End-to-end: source → process → sink

A Razorpay refunds processor reads each settlement event from a settlements topic, computes a refund record, writes it to refunds-emitted, writes an audit row to refund-audit, and advances its consumer offset on the source. The processor crashes mid-loop — kernel OOM, a kubelet restart, a deploy that interrupts the JVM. On restart, the system must produce exactly the same downstream effect as if the crash never happened: every settlement triggers exactly one refund, no more, no less. The previous two chapters covered the building blocks — idempotent producers (per-partition dedup) and transactional writes (multi-partition atomicity).
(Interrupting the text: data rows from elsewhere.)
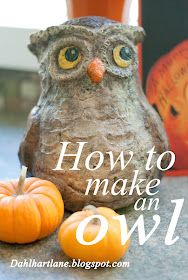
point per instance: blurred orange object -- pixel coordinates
(167, 91)
(108, 8)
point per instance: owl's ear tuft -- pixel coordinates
(38, 43)
(137, 34)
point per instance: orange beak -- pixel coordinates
(96, 70)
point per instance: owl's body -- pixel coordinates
(93, 97)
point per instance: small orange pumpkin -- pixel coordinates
(107, 249)
(30, 209)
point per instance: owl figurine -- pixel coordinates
(91, 93)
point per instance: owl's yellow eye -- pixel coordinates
(122, 56)
(69, 57)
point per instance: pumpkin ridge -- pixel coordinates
(53, 200)
(8, 186)
(38, 200)
(39, 215)
(40, 183)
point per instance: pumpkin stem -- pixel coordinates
(21, 180)
(95, 212)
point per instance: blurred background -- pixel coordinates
(19, 81)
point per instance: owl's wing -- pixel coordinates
(30, 140)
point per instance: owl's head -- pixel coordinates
(88, 47)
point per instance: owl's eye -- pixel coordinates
(69, 57)
(122, 56)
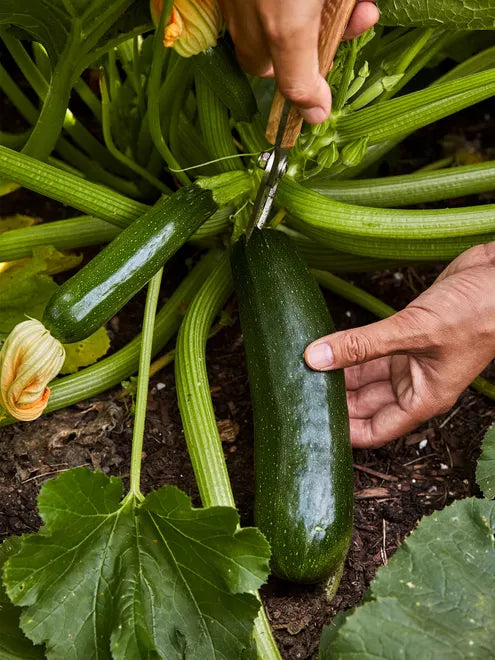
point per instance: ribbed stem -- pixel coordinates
(409, 189)
(215, 127)
(327, 215)
(382, 310)
(198, 417)
(113, 370)
(69, 189)
(394, 118)
(193, 392)
(67, 234)
(142, 385)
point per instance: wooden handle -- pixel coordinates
(334, 19)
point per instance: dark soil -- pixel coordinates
(394, 486)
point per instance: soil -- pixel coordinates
(394, 486)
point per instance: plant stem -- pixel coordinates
(154, 83)
(142, 385)
(382, 310)
(88, 197)
(125, 160)
(408, 189)
(49, 125)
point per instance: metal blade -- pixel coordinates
(275, 165)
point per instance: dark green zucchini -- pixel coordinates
(225, 77)
(303, 461)
(98, 291)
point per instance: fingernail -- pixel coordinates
(315, 115)
(319, 356)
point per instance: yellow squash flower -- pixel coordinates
(30, 358)
(193, 26)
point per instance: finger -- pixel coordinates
(248, 36)
(387, 424)
(292, 34)
(368, 400)
(408, 330)
(369, 372)
(364, 16)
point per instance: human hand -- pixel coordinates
(412, 366)
(280, 38)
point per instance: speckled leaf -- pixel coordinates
(453, 14)
(13, 643)
(434, 600)
(156, 579)
(485, 471)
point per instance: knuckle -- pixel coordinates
(355, 348)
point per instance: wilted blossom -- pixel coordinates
(30, 358)
(193, 26)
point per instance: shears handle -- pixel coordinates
(334, 19)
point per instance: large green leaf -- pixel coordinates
(13, 643)
(157, 579)
(485, 471)
(454, 14)
(434, 600)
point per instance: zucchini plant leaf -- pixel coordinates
(130, 580)
(85, 352)
(453, 14)
(13, 643)
(434, 599)
(485, 471)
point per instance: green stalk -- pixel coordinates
(112, 370)
(215, 126)
(79, 133)
(125, 160)
(66, 188)
(193, 393)
(382, 310)
(475, 64)
(326, 215)
(159, 55)
(79, 160)
(409, 189)
(142, 386)
(198, 417)
(67, 234)
(394, 118)
(14, 140)
(347, 76)
(49, 125)
(327, 258)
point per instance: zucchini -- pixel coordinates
(303, 460)
(98, 291)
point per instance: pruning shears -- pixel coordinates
(284, 122)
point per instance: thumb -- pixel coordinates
(399, 333)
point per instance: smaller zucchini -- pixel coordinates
(99, 290)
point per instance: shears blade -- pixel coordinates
(274, 164)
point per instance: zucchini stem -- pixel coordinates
(142, 385)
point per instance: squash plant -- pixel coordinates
(134, 576)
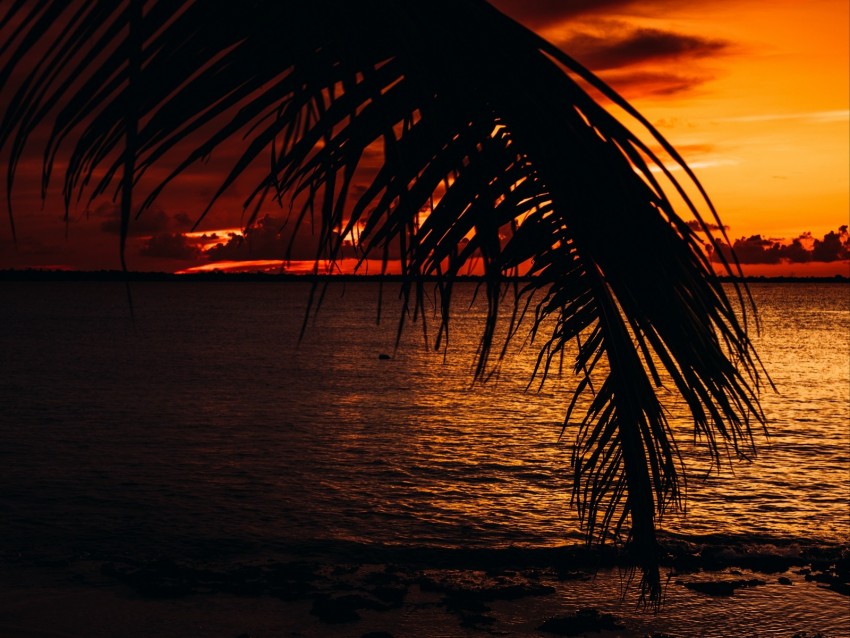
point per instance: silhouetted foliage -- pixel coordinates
(490, 149)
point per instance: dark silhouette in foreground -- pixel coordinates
(491, 150)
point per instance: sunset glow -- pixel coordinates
(754, 98)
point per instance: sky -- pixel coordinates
(754, 95)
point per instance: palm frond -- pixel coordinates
(490, 150)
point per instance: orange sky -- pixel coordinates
(754, 94)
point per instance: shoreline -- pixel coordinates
(418, 593)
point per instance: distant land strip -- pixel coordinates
(35, 274)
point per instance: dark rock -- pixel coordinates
(392, 595)
(476, 621)
(722, 587)
(343, 608)
(581, 622)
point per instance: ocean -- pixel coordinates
(206, 430)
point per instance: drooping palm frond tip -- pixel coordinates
(489, 149)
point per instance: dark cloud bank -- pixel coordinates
(835, 246)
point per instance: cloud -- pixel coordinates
(810, 117)
(835, 246)
(171, 246)
(612, 50)
(546, 12)
(150, 222)
(270, 238)
(696, 226)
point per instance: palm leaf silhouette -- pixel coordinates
(490, 149)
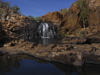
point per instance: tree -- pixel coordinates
(82, 6)
(31, 17)
(16, 9)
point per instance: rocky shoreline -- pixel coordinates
(74, 54)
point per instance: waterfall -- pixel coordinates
(46, 30)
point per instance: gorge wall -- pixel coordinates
(70, 23)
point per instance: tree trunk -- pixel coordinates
(83, 23)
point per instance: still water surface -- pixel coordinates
(27, 65)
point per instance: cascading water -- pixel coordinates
(46, 30)
(42, 33)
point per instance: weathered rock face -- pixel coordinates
(70, 21)
(52, 17)
(15, 26)
(21, 27)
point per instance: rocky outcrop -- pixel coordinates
(53, 17)
(64, 53)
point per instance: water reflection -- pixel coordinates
(27, 65)
(44, 40)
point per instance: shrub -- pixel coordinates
(82, 6)
(16, 9)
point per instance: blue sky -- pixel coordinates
(40, 7)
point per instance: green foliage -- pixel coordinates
(82, 6)
(4, 4)
(37, 18)
(63, 11)
(32, 18)
(63, 33)
(0, 12)
(16, 9)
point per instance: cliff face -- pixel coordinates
(71, 24)
(14, 26)
(53, 17)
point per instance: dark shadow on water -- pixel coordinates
(27, 65)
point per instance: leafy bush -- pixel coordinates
(63, 11)
(32, 18)
(82, 6)
(4, 4)
(16, 9)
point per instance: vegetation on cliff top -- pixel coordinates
(82, 6)
(32, 18)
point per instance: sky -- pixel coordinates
(38, 8)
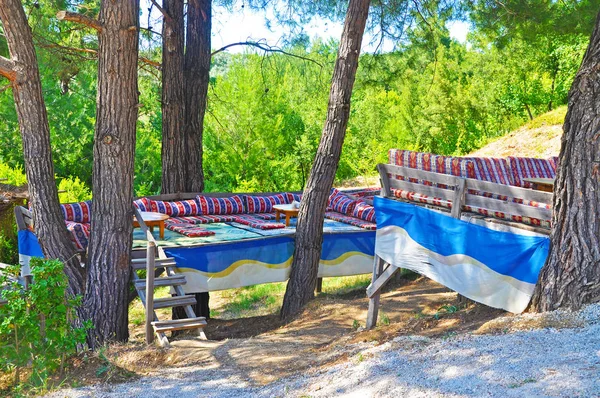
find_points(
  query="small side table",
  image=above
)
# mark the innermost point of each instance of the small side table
(152, 219)
(288, 210)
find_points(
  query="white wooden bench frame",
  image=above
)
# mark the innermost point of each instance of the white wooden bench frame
(457, 191)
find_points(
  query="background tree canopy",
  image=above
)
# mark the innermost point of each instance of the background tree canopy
(266, 110)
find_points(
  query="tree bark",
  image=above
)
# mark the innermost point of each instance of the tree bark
(185, 89)
(196, 75)
(114, 148)
(22, 70)
(571, 275)
(309, 231)
(173, 105)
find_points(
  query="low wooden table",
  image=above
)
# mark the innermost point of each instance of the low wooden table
(152, 219)
(541, 184)
(289, 211)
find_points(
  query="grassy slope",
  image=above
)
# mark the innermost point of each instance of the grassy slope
(539, 138)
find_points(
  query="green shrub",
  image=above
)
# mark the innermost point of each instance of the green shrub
(14, 176)
(36, 331)
(74, 190)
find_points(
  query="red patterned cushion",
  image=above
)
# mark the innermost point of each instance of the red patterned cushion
(530, 168)
(554, 163)
(509, 217)
(230, 205)
(364, 211)
(143, 204)
(264, 204)
(265, 216)
(417, 197)
(77, 212)
(493, 170)
(80, 234)
(190, 230)
(342, 203)
(200, 219)
(456, 166)
(335, 216)
(257, 222)
(176, 208)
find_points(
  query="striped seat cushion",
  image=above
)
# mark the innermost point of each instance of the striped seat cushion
(357, 222)
(364, 211)
(420, 198)
(257, 223)
(264, 204)
(553, 163)
(530, 168)
(493, 170)
(508, 217)
(175, 208)
(340, 203)
(265, 216)
(80, 234)
(219, 206)
(80, 212)
(142, 204)
(191, 230)
(456, 166)
(200, 219)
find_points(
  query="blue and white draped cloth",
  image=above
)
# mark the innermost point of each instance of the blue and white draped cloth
(496, 268)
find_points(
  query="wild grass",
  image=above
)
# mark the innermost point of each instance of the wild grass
(554, 117)
(267, 298)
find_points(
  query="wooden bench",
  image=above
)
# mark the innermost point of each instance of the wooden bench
(457, 196)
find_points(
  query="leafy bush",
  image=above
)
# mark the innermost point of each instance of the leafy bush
(36, 332)
(74, 190)
(15, 176)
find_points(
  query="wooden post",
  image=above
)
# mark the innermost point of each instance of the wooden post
(374, 300)
(150, 256)
(459, 198)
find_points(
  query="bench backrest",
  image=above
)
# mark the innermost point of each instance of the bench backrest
(466, 192)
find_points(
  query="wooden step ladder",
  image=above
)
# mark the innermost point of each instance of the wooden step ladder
(157, 259)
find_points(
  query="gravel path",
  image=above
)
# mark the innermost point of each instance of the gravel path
(545, 362)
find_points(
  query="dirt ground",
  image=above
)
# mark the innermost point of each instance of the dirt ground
(263, 350)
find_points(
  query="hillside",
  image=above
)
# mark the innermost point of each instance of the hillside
(539, 138)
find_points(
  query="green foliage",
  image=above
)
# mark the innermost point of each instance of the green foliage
(74, 190)
(36, 331)
(15, 176)
(555, 117)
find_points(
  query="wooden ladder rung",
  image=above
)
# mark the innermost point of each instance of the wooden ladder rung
(176, 301)
(179, 324)
(176, 280)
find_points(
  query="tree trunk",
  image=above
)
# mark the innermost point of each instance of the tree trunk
(22, 70)
(309, 230)
(173, 106)
(196, 75)
(571, 275)
(114, 148)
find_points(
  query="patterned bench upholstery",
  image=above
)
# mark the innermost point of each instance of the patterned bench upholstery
(508, 171)
(346, 219)
(530, 168)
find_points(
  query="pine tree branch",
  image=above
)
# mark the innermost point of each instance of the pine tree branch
(79, 18)
(147, 61)
(7, 68)
(162, 10)
(265, 47)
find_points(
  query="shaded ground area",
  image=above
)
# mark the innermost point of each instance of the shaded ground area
(261, 350)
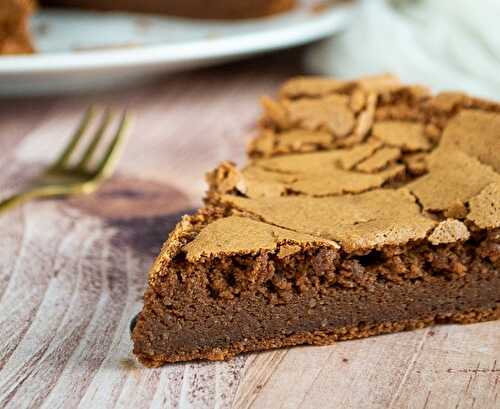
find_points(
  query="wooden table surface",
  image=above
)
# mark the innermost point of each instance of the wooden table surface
(72, 272)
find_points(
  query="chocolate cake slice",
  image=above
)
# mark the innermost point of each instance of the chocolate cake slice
(367, 207)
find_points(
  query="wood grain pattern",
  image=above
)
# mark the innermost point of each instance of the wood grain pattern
(72, 273)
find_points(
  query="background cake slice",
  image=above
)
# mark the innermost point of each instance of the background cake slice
(211, 9)
(367, 207)
(14, 20)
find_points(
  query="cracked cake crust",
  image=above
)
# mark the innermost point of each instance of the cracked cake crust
(367, 207)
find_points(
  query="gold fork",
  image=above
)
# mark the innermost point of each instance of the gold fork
(62, 178)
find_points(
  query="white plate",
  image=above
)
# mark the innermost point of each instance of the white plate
(82, 50)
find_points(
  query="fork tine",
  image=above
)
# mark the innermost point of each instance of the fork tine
(89, 152)
(109, 161)
(62, 161)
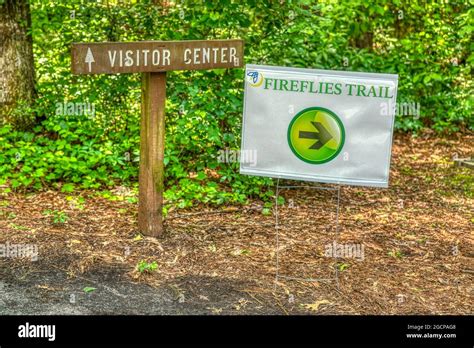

This chapter wires them into the end-to-end loop.

End-to-end exactly-once is the consumer-process-produce pattern wrapped in one Kafka transaction. Reads happen in read_committed mode so input is stable. Outputs and the source offset commit are bundled into the same transaction via sendOffsetsToTransaction. On restart, the consumer reads the last committed offset and replays the partial transaction's input — but the producer's idempotent dedup plus the transactional all-or-nothing make the replay invisible to downstream.

The closed loop, in one transaction

The processor's main loop is three operations and a commit: poll, transform, produce, commit-offset. Without transactions, each line is a separate failure surface. With them, the four operations collapse into one atomic step.

The exactly-once consumer-process-produce loopA Kafka stream-processing job reads a settlements record from the source topic in read_committed mode, computes a refund and audit row, writes both to output topics, then commits the source offset — all four operations bundled into one Kafka transaction. On crash, the next run reads the same source offset and replays, but the previous transaction's outputs were never made visible so no duplicates appear downstream. consumer-process-produce inside one transaction settlements source topic partition 7, offset 4521 refunds processor poll → transform → produce transactional.id=refunds-7 isolation=read_committed enable.idempotence=true refunds-emitted output topic refund-audit output topic __consumer_offsets internal, settlements:7=4522 poll one transaction wraps all four: beginTransaction() → produce(refunds) → produce(audit) → sendOffsetsToTransaction(4522) → commitTransaction() crash anywhere = none of them visible to downstream; restart re-polls offset 4521
The four operations the processor must do per record. Wrapping them in one Kafka transaction makes them a single atomic unit — either every downstream effect lands, or none does.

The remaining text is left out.